Of course, it does not solve the problems of the fact that ministers need money to live.
Thanks for this very thoughtful article.
Elz Curtiss said…
How to reconcile these divergent realities? Bivocational ministry might work better in marginal communities because those are places where life is a patchwork quilt anyway, and therefore, the families know how to support such situations. They might also have different expectations about family necessities, such as being okay with (or resigned to) fast food rather than slow cooking. That said, the strength of families in these communities is that the harder times get, the closer families rally around a single activity.
Anonymous said…
Cynthia -

Thank you for your post. I agree with Scott that bivocational ministry is certainly more common among poor communities.
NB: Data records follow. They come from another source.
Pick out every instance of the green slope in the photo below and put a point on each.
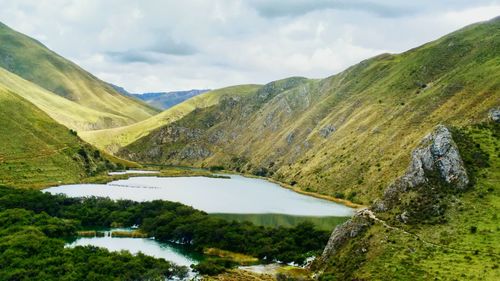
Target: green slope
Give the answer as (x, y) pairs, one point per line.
(35, 151)
(34, 62)
(64, 111)
(113, 139)
(346, 135)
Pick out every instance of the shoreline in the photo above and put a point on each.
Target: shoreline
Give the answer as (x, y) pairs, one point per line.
(178, 171)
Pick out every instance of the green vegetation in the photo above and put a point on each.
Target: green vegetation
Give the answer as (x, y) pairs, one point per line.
(174, 222)
(113, 139)
(345, 135)
(36, 151)
(458, 243)
(96, 103)
(323, 223)
(31, 250)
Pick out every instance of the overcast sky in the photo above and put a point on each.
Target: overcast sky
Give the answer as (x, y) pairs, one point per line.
(165, 45)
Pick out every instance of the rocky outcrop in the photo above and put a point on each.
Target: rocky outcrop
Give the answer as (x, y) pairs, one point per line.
(352, 228)
(437, 154)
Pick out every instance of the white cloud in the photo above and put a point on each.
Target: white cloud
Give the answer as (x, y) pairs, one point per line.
(170, 45)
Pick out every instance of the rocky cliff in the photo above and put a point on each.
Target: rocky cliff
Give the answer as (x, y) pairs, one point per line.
(345, 135)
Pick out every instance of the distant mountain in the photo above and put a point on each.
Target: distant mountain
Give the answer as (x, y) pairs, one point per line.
(165, 100)
(34, 64)
(346, 135)
(161, 100)
(115, 138)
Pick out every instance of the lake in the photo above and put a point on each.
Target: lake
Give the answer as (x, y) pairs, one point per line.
(236, 198)
(234, 195)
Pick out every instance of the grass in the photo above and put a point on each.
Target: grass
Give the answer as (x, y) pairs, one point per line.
(64, 111)
(36, 152)
(113, 139)
(241, 259)
(380, 109)
(34, 62)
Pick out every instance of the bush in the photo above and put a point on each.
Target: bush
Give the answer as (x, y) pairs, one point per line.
(213, 266)
(473, 229)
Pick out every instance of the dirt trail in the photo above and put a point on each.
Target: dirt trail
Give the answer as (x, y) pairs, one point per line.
(369, 214)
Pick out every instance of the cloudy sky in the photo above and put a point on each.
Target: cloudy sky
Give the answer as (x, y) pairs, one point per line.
(162, 45)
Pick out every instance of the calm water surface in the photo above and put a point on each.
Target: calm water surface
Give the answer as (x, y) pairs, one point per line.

The relationship of theological/denominational tendencies in these contexts is an interesting one.
Bivocationality will be the reality for increasing numbers of those serving in ministry, whether seminary trained or not, ordained, licensed or not.
I think there are four crucial issues:
1) how will we help these ministry leaders identify and thrive in alternative income streams?
2) How will we educate for a lifetime of ministry given the new economic realities?
3) How will we help clergy find collegial community when they're not serving in 'traditional' structures and perhaps have less control over their time (again, a historic challenge for racial/ethinic minority pastors when "ministerial alliance" meetings are held on Tuesday at 10am or the like.
4) How will we help congregations and denominations understand and adjust to these new realities?
I've been working on these issues for a few years, and am launching a new nfp - www.iVitalMinistry.org to address them.
I'd love to have you as a conversation partner. Again, thanks.